Hands-On Image Generation with TensorFlow | Data

There are three main categories of deep neural network generative algorithms:

Generative Adversarial Networks (GANs)
Variational Autoencoders (VAEs)
Autoregressive models

VAEs will be introduced in the next chapter, and we will use them in some of our models. The GAN is the main algorithm we will be using in this book, and there are a lot more details about it to come in later chapters. We will introduce the lesser-known autoregressive model family here and focus on VAEs and GANs later in the book. Although it is not so common in image generation, autoregression is still an active area of research, with DeepMind's WaveNet using it to generate realistic audio. In this section, we will introduce autoregressive models and build a PixelCNN model from scratch.

Autoregressive models

Auto here means self, and regress in machine learning terminology means predict new values. Putting them together, autoregressive means we use a model to predict new data points based on the model's past data points.

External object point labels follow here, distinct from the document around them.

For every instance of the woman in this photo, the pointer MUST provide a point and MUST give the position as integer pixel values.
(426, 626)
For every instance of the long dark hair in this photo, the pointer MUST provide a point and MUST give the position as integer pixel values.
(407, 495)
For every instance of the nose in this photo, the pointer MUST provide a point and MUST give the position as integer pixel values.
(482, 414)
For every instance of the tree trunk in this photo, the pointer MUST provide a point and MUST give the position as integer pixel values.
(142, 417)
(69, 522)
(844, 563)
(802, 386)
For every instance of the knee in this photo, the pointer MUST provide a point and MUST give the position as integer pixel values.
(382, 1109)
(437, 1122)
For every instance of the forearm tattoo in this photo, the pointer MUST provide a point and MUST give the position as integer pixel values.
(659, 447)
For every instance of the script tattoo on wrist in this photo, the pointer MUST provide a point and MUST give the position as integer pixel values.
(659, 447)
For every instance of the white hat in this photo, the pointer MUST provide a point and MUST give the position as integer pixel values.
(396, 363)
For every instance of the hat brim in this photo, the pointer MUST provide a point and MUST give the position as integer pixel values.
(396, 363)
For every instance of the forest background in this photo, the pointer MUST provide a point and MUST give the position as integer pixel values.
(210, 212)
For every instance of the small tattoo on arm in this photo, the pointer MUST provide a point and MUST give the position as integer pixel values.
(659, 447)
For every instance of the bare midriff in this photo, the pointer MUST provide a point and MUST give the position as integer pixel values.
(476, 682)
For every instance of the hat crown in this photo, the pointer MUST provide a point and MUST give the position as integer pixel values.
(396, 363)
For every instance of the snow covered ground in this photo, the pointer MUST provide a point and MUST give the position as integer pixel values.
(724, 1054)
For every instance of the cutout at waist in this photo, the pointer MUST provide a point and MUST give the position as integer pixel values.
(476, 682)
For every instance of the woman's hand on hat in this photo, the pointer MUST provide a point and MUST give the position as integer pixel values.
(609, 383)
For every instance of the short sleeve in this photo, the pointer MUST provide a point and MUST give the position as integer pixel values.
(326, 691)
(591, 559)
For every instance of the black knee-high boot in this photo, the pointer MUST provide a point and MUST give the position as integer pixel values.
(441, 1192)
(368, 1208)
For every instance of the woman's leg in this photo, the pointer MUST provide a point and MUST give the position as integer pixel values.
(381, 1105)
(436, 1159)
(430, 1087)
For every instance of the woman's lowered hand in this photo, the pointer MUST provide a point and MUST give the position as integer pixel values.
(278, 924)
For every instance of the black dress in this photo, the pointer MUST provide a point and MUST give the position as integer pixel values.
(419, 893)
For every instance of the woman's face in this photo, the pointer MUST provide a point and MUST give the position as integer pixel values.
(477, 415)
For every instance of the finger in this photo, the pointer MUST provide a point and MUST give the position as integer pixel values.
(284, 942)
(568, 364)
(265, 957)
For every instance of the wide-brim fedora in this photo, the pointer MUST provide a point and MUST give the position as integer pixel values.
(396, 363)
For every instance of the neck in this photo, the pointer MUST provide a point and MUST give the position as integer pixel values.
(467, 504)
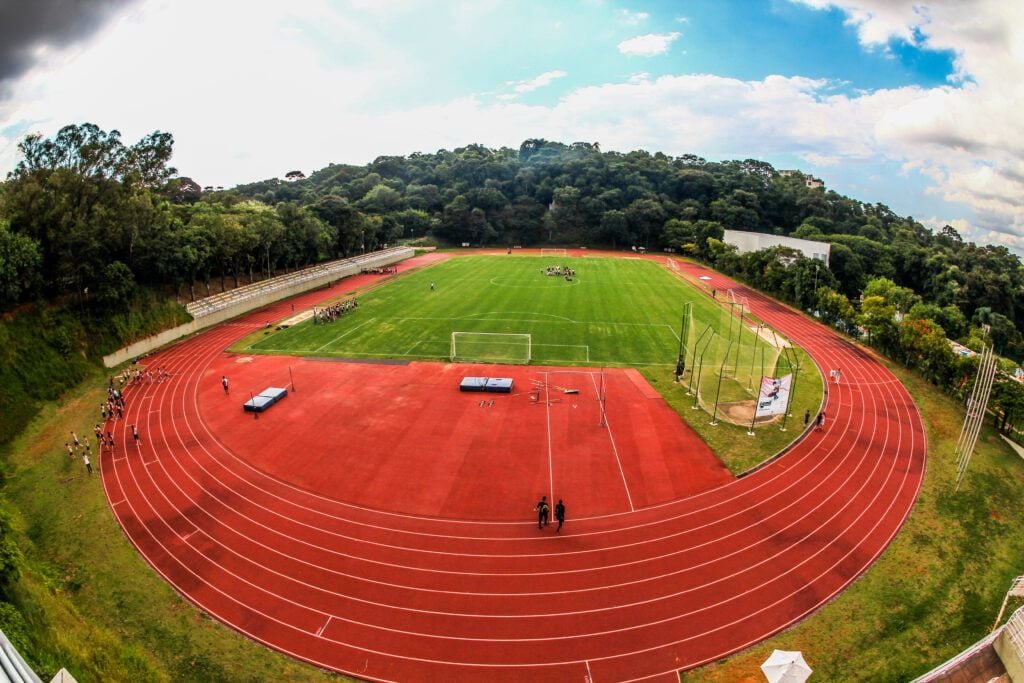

Let's recall the probability distribution of an image is p(x) is joint pixel probability p(x1, x2,… xn) which is difficult to model due to the high dimensionality. Here, we make an assumption that the value of a pixel depends only on that of the pixel before it. In other words, a pixel is conditioned only on the pixel before it, that is, p(xi) = p(xi | xi-1) p(xi-1). Without going into the mathematical details, we can approximate the joint probability to be the product of conditional probabilities:

p(x) = p(xn, xn-1, …, x2, x1)

p(x) = p(xn | xn-1)... p(x3 | x2) p(x2 | x1) p(x1)

To give a concrete example, let's say we have images that contain only a red apple in roughly the center of the image, and that the apple is surrounded by green leaves. In other words, only two colors are possible: red and green. x1 is the top-left pixel, so p(x1) is the probability of whether the top-left pixel is green or red. If x1 is green, then the pixel to its right p(x2) is likely to be green too, as it's likely to be more leaves. However, it could be red, despite the smaller probability.

As we go on, we will eventually hit a red pixel (hooray! We have found our apple!). From that pixel onward, it is likely that the next few pixels are more likely to be red too. We can now see that this is a lot simpler than having to consider all of the pixels together.

PixelRNN

PixelRNN was invented by the Google-acquired DeepMind back in 2016. As the name RNN (Recurrent Neural Network) suggests, this model uses a type of RNN called Long Short-Term Memory (LSTM) to learn an image's distribution. It reads the image one row at a time in a step in the LSTM and processes it with a 1D convolution layer, then feeds the activations into subsequent layers to predict pixels for that row.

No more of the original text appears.